# 2. Building Features with Tecton and Snowflake

In this tutorial we'll cover how you can use Tecton and Snowflake to build features for machine learning.  We'll cover:
* How to register features with Tecton
* How features are written in Tecton
* How to use Tecton Aggregations to do easy window aggregations

### ❓ Before we start -- Tecton Workspaces

[Workspaces](https://docs.tecton.ai/overviews/workspaces.html) are like a sandbox environment that can be used for experimenting with a Feature Repo without affecting the production environment. Changes made in one workspace will have no affect on other Workspaces.
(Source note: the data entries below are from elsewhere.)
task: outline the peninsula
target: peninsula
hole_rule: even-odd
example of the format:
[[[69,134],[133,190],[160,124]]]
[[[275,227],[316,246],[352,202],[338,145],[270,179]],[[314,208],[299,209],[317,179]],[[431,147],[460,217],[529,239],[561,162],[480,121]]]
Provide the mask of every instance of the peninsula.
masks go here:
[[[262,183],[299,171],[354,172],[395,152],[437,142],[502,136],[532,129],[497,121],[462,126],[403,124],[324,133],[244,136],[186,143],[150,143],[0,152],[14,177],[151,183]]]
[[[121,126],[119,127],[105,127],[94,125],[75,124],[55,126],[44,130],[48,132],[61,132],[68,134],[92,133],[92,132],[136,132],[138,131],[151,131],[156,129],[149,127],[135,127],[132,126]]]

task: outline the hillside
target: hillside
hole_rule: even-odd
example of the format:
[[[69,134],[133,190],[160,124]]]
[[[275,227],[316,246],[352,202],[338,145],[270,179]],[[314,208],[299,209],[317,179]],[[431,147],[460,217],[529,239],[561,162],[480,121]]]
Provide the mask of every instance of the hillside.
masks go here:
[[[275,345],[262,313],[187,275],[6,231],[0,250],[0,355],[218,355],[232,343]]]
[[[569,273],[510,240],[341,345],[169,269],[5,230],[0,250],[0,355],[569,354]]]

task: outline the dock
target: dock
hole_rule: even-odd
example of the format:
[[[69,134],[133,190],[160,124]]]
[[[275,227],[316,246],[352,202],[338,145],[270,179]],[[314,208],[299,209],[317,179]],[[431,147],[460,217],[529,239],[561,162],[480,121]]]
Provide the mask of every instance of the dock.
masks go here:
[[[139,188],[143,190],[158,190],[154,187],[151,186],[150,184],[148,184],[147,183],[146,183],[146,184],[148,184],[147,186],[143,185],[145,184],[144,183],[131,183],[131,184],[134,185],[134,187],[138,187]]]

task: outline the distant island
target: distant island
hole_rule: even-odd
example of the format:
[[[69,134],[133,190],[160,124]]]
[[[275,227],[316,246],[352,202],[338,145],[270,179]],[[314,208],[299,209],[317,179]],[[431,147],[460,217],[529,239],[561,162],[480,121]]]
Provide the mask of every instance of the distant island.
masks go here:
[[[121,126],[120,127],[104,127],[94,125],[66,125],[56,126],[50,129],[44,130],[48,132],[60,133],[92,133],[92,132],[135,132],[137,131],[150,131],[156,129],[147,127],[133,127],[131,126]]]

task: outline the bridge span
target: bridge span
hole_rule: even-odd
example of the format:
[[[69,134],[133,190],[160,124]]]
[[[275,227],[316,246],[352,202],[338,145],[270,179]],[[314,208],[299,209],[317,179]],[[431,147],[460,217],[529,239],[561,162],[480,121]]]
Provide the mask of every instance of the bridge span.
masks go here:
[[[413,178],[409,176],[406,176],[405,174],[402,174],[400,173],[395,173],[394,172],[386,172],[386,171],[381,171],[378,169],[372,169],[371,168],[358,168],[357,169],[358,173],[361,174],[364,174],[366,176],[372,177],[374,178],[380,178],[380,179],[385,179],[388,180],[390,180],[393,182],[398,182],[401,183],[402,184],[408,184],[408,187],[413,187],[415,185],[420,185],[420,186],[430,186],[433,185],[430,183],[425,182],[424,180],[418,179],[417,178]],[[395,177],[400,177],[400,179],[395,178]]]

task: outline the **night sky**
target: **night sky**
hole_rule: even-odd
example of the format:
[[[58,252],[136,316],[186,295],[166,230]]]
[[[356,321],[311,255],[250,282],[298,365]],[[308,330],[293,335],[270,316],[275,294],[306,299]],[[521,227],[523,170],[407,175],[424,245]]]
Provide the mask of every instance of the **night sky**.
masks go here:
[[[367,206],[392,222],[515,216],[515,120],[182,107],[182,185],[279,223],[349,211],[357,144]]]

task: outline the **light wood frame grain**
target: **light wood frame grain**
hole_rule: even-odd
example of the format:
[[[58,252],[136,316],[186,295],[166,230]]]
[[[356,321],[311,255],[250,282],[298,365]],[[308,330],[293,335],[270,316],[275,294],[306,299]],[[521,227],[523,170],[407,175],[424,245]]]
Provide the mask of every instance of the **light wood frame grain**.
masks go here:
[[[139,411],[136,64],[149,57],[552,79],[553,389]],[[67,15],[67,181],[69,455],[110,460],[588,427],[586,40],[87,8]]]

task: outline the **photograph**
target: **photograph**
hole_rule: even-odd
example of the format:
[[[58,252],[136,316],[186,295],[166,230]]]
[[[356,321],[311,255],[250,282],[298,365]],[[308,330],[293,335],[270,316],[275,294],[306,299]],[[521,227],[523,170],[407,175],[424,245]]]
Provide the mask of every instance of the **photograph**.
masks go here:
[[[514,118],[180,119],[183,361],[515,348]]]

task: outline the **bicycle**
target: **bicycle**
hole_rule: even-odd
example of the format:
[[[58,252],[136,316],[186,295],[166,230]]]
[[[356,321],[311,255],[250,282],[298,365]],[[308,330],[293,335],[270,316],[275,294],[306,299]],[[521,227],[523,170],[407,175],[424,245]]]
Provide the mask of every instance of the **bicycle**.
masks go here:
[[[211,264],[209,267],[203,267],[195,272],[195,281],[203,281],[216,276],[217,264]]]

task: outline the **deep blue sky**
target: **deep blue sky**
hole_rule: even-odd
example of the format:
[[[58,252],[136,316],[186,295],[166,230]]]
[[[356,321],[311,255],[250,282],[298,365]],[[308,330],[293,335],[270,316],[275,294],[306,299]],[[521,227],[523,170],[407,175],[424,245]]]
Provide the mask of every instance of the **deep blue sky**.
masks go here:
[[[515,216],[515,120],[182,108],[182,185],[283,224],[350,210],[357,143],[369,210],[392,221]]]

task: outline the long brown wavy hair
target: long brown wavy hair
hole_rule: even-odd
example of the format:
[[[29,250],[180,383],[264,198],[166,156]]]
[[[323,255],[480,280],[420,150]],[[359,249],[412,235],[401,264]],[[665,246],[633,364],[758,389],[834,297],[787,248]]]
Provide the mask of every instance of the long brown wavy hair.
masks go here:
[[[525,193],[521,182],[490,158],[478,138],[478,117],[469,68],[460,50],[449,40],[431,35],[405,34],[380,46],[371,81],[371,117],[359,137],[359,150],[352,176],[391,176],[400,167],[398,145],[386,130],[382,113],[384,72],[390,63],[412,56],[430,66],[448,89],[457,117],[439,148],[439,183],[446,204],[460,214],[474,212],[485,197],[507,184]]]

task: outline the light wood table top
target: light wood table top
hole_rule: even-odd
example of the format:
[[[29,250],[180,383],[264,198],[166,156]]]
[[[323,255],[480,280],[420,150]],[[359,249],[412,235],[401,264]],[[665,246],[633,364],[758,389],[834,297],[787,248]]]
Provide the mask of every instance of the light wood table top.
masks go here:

By default, new "development" workspaces do not have access to materialization and storage resources. Instead, transformations can be ran ad-hoc in your Snowflake Warehouse.

This ad-hoc computation functionality can be used in any workspace and allows you to easily test features without needing to backfill and materialize data to the Feature Store.

New workspaces with full materialization and storage resources can be created with the addition of the _--live_ flag during create time in the below CLI command. This can be useful for creating staging environments for testing features online before pushing changes to prod, or for creating isolation between different teams.

**In this tutorial, we'll create a new workspace to ensure our changes don't effect other's workloads**

### ✅ Create your own Tecton Workspace

Workspaces are created using the Tecton CLI. Let's make one now:

Create a workspace by running `tecton workspace create YOUR_NAME`.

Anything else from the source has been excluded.